In the Caribbean region, the Dominican Republic is the largest consumer of U.S. exports, and imported almost $4.5 billion of U.S. goods in 2004. Due to the strong textile industry on this Caribbean island, knit apparel and cotton & yarn fabrics were the top U.S. exports to the Dominican Republic in 2004, behind electrical machinery. Among the top U.S. exports in the electrical machinery sector are apparatus for switches, line telephony, radio, television, camera, and circuits and microassemblies. The impending implementation of the Caribbean Free Trade Agreement (CAFTA) will undoubtedly open up even more markets for Virginia's exports in the region, especially the Dominican Republic.
The Virginia Economic Development Partnership can help Virginia businesses find new markets in Latin America and achieve their export goals. In March of this year, the VEDP will be leading a trade mission to Argentina, Brazil, and Chile. Trade mission participants will enjoy one-on-one meetings with targeted, pre-screened companies that match their unique company and market objectives. Participants will travel with Virginia's South American Representative and will benefit from his local connections and expertise. The VEDP will provide pre-arranged meeting rooms, in-country transportation, translation assistance, market briefings and networking functions.
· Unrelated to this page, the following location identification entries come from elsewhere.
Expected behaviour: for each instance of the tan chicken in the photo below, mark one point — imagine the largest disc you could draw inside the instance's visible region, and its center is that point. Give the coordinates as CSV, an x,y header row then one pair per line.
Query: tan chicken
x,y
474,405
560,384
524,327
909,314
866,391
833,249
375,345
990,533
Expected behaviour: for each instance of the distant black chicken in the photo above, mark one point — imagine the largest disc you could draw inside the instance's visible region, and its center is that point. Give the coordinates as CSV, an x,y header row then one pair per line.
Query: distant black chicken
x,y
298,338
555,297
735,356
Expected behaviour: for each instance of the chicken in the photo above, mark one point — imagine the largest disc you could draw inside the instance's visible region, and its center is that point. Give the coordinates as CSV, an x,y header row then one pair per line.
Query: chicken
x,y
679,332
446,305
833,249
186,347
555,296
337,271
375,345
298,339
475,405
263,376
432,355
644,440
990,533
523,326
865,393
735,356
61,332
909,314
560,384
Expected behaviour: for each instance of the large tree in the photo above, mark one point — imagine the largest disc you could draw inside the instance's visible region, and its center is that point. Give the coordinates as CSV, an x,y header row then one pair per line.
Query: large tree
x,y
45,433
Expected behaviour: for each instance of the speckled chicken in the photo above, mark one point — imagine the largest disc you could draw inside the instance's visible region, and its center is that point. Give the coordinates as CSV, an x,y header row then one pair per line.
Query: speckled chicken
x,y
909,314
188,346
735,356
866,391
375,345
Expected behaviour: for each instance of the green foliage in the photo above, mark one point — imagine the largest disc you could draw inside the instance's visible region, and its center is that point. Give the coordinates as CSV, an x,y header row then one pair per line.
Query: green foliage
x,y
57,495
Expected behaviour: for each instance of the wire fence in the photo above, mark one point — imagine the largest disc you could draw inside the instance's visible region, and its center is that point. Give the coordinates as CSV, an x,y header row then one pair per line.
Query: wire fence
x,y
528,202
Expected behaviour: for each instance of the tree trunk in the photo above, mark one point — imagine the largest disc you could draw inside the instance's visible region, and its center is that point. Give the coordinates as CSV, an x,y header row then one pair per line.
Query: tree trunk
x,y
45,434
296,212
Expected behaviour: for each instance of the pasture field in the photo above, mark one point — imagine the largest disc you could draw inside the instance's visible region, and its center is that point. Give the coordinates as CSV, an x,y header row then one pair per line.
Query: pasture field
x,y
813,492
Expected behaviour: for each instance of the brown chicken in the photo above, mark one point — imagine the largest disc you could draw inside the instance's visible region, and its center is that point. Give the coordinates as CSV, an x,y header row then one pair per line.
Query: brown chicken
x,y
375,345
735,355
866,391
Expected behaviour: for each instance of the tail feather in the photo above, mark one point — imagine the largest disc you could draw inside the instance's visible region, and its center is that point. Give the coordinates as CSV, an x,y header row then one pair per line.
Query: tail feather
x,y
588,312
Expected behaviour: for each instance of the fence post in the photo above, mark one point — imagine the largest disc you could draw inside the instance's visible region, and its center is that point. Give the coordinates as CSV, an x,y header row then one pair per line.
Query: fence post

The Virginia Economic Development Partnership-Division of International Trade has an office in São Paulo, Brazil, and a history of successful trade missions to the region. The Brazil office is staffed by a local, international trade professional who is eager to assist with matchmaking for Virginia businesses. This will give Virginia companies interested in the South American market a unique competitive advantage and the opportunity to expand their business in that part of the world.
So what are you waiting for? Spice up your exports by heading south of the border!